# Pipe Blend of The Day



## K Williams (Dec 9, 2015)

Post what pipe blend(s) you smoked throughout each day.


----------



## K Williams (Dec 9, 2015)

The Country Squire's Cherokee in a Chris Morgan Bones bent dublin shape.


----------



## Ordo (Feb 11, 2018)

I used to smoke Latakia before I quit smoking at all.


----------



## K Williams (Dec 9, 2015)

Classic Burley Kake in a Jake Hackert modded corncob pipe.


----------



## MikeyLikesIt (Oct 19, 2018)

It's been forever since I've smoked a pipe, but I used to get an aromatic blend from Schwabb's, a local shop. Black and Blue. Super mellow, and would smoke it in a cheap corncob. I might have to go dig it out and give it a smoke now that you've got me thinking about it...


----------



## oldmiser (Jan 22, 2014)

Long ago many years infact use to use what was called Irish Mist...used a hand carved bent Meerchaum bent pipe...

have no clue where that pipe is today..maybe in storage box .....

akaOldmiser


----------



## K Williams (Dec 9, 2015)

oldmiser said:


> Long ago many years infact use to use what was called Irish Mist...used a hand carved bent Meerchaum bent pipe...
> have no clue where that pipe is today..maybe in storage box .....
> akaOldmiser


LJ Peretti's (in Boston) Irish Mist? Or Two Friends Celtic Mist blend?


----------



## MikeyLikesIt (Oct 19, 2018)

Smoking an aromatic blend, EbonKnight, in a Missouri Meerschaum 'Country Gentleman' corncob pipe. I've owned several pipes, including a pricey one from Tim West, but I always gravitate back to corncobs. They don't need any seasoning/breaking in, and they're so cheap I never worry about abusing them. I prefer to sip Ale-8-1 when I smoke to cut back on tongue bite. It's a local ginger ale brewed in Winchester, KY. If you're ever in the area try and pick some up. It's good!


----------



## K Williams (Dec 9, 2015)

C&D Haunted Bookshop in a Jake Hackert poker. Rook Coffee's Guatemala blend.


----------



## K Williams (Dec 9, 2015)

Wilke Vermont Maple Cavendish in a Bones bent dublin.


----------



## Blue Raja (Feb 10, 2016)

Gosh all fish-hooks - this takes me back. The last time I smoked a pipe, Richard Nixon was President, you could buy a brand new Chevy Monte Carlo for $3,415, gas was $0.36 a gallon, first class postage was $0.08 (we actually wrote letters then), a dozen eggs was $0.53 and bread was $0.35 a loaf. A local call on a pay-phone (we also talked to each other on the phone) was $0.10. My two major purchases for the year included a Trumark FS-1, for $1.95 and a Puma Hunter's Pal knife for about $35.00. My rent was $50 a month.
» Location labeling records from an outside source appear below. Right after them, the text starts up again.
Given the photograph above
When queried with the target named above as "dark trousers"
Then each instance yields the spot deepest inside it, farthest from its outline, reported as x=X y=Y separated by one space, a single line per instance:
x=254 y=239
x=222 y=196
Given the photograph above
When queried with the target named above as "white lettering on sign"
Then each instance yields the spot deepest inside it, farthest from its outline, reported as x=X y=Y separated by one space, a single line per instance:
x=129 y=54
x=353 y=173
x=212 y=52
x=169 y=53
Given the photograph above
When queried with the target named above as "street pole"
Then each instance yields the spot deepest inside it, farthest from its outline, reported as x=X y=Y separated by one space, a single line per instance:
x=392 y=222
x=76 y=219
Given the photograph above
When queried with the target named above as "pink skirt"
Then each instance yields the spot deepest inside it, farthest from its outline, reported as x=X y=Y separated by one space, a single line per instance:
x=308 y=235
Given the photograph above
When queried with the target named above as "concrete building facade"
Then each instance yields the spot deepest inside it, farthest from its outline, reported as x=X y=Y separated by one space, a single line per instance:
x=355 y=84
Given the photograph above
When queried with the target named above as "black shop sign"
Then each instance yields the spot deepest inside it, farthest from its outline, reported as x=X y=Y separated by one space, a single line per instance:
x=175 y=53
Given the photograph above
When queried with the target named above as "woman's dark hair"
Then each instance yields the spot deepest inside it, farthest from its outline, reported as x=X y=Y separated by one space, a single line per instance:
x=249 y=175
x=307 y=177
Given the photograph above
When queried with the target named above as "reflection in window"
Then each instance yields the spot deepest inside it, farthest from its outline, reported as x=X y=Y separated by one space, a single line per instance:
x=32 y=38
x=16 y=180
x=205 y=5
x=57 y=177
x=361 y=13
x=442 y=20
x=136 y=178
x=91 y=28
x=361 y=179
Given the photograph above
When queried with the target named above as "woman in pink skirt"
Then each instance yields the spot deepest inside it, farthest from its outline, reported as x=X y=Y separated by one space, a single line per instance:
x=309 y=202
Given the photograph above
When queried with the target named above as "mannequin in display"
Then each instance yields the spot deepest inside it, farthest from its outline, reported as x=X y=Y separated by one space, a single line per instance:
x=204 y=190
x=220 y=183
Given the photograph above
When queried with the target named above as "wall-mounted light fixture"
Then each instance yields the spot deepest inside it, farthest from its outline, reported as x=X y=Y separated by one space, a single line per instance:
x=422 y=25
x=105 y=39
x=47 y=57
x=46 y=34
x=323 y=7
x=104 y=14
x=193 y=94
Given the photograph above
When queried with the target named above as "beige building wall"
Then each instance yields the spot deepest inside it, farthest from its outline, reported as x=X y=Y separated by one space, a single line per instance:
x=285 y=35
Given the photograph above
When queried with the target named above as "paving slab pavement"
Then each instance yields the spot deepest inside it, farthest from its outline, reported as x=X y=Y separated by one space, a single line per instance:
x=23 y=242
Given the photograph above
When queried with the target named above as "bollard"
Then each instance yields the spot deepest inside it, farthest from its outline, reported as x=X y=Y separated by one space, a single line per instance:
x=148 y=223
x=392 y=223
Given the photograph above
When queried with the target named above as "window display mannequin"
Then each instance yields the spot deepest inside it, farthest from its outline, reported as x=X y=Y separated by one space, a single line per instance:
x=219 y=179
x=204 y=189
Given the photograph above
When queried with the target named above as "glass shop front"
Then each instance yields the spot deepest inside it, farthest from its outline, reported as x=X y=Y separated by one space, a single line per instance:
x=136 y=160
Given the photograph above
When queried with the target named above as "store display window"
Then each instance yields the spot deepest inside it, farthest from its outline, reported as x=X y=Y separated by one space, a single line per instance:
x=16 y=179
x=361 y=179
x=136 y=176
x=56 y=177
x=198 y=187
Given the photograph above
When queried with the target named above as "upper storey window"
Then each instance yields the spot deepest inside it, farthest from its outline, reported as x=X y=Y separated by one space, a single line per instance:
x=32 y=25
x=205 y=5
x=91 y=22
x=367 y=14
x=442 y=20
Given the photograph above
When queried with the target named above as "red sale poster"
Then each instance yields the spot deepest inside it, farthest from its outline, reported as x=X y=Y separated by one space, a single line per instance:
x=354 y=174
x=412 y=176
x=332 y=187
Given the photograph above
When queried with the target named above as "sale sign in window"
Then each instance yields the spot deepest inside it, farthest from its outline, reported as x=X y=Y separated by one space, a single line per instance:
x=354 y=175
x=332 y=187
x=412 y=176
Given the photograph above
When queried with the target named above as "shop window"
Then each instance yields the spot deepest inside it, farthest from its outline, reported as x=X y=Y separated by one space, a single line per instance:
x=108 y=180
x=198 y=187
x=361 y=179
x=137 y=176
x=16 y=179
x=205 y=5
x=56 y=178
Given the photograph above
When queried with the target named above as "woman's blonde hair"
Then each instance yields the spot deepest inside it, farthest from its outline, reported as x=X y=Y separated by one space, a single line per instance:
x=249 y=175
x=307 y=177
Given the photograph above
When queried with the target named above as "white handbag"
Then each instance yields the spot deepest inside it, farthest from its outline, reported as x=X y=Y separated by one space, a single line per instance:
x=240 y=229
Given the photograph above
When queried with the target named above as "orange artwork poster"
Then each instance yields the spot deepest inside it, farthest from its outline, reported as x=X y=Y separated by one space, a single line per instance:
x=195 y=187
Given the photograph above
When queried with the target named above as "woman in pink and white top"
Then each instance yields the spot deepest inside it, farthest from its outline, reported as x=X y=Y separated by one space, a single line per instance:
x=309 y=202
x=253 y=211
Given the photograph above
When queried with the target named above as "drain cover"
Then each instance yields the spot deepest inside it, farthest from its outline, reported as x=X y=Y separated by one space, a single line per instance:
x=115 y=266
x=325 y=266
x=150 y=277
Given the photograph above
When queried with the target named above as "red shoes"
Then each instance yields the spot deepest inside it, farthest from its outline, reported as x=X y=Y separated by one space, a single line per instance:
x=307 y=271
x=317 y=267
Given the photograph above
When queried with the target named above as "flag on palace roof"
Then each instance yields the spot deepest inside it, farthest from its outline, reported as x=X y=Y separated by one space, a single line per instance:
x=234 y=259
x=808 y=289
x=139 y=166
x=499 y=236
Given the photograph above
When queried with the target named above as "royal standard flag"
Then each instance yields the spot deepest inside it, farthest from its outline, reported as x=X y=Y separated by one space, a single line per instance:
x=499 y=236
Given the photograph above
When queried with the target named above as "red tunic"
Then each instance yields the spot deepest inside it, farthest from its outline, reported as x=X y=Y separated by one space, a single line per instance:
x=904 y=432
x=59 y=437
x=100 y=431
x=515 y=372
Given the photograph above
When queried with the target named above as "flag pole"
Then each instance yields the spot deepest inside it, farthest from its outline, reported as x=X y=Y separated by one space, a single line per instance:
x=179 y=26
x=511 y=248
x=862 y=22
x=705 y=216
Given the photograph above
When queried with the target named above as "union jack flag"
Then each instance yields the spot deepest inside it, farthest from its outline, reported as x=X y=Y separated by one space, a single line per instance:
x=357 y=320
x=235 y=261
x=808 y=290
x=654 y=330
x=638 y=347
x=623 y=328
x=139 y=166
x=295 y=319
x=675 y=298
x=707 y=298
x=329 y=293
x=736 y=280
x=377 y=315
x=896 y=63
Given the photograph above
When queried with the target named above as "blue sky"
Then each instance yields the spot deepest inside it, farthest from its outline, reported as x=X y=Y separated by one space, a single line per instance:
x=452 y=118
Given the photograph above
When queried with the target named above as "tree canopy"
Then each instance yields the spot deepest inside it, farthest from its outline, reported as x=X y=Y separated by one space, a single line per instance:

Borkum Riff Black Cavendish and a Dr. Grabow Savoy pipe.


----------



## K Williams (Dec 9, 2015)

Blue Raja said:


> Gosh all fish-hooks - this takes me back. The last time I smoked a pipe, Richard Nixon was President, you could buy a brand new Chevy Monte Carlo for $3,415, gas was $0.36 a gallon, first class postage was $0.08 (we actually wrote letters then), a dozen eggs was $0.53 and bread was $0.35 a loaf. A local call on a pay-phone (we also talked to each other on the phone) was $0.10. My two major purchases for the year included a Trumark FS-1, for $1.95 and a Puma Hunter's Pal knife for about $35.00. My rent was $50 a month.
> 
> Borkum Riff Black Cavendish and a Dr. Grabow Savoy pipe.


That blend is still around...


----------



## Blue Raja (Feb 10, 2016)

K Williams said:


> Blue Raja said:
> 
> 
> > Gosh all fish-hooks - this takes me back. The last time I smoked a pipe, Richard Nixon was President, you could buy a brand new Chevy Monte Carlo for $3,415, gas was $0.36 a gallon, first class postage was $0.08 (we actually wrote letters then), a dozen eggs was $0.53 and bread was $0.35 a loaf. A local call on a pay-phone (we also talked to each other on the phone) was $0.10. My two major purchases for the year included a Trumark FS-1, for $1.95 and a Puma Hunter's Pal knife for about $35.00. My rent was $50 a month.
> ...


Chocolate, prune, and fruit - Sounds like the concoction that Granny Raja put together to exonerate the bowels.


----------



## K Williams (Dec 9, 2015)

Blue Raja said:


> K Williams said:
> 
> 
> > Blue Raja said:
> ...


LOL


----------



## K Williams (Dec 9, 2015)

Wilke Vermont Maple Cavendish in a Jake Hackert modded Mark Twain corncob.


----------